聞き覚えのない声だったが、不思議と懐かしい気持ちにさせられる声だった。

「せっかくこんなに面白い世界に生まれ変わったんだから、楽しまなくてどうすんの⁈」

「お、面白い…?」

その声は姫であるフォルティにも礼儀も遠慮なく話しかけてくる。
もしもユークがここにいたら、声の主に対して剣を抜いていたかもしれない。

「そう!死ぬ間際に思ったじゃない、生まれ変わったら、おとぎ話この世界のような世界で好きに生きてやるって!」

「………!」

その言葉をきっかけに夢の世界が、さまざまな映像を映し出した。

前世の私は日本と呼ばれる国の女性だった。
子供の時から魔法やおとぎ話が大好きだった。
大人になってからは漫画やゲームが大好きで、恋人は画面の向こうの人。
でもそれでも幸せで。

「たとえ死ぬまで独身でも推しの〇〇がいれば、幸せじゃー!」
…とか言ってたなぁ。

でも人生、なかなか上手くいかないもので。
成人するまで風邪一つひいた事がなかったのに、少し体調が悪いなと思って病院に行ったら、もう手遅れで。
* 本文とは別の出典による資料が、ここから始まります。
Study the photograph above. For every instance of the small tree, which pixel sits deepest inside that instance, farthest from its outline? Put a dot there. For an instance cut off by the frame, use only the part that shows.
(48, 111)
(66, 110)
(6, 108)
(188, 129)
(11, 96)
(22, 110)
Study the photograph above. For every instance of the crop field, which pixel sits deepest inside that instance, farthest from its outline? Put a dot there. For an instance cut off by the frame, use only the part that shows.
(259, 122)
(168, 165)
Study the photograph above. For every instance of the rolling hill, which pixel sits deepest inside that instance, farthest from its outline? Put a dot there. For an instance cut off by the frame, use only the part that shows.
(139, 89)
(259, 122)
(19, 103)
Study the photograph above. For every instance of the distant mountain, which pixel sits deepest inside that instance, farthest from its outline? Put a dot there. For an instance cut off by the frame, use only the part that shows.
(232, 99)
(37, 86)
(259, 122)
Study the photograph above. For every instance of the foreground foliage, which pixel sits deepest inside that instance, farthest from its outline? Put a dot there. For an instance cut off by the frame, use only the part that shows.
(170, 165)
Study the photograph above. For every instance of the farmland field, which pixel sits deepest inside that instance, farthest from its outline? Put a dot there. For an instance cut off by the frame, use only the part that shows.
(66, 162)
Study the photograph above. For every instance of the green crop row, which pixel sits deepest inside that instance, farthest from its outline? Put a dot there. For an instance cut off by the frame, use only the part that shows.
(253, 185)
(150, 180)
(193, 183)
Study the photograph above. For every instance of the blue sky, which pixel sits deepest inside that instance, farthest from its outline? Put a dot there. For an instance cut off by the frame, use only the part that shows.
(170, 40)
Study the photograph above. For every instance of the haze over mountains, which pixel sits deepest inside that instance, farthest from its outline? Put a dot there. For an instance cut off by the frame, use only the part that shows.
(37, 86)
それでも辛い入院生活の中でも支えてくれたのは、家族はもちろんの事。長年のオタク生活で仲良くなった友人や、ネット小説、漫画、ゲーム、そして最愛の推し〇〇…。

でも最期には手さえも上手く動かせずにいた。
そんな時は窓の外を見て、生まれ変わった時になにをするかを考えた。

次は子供の頃に夢見た世界に行こう…!
そして、人生いつ終わるかなんて分からないんだから、もっと好きに生きよう!

そうだ…!そうだった…!
私はそのために生まれ変わってきたんだった!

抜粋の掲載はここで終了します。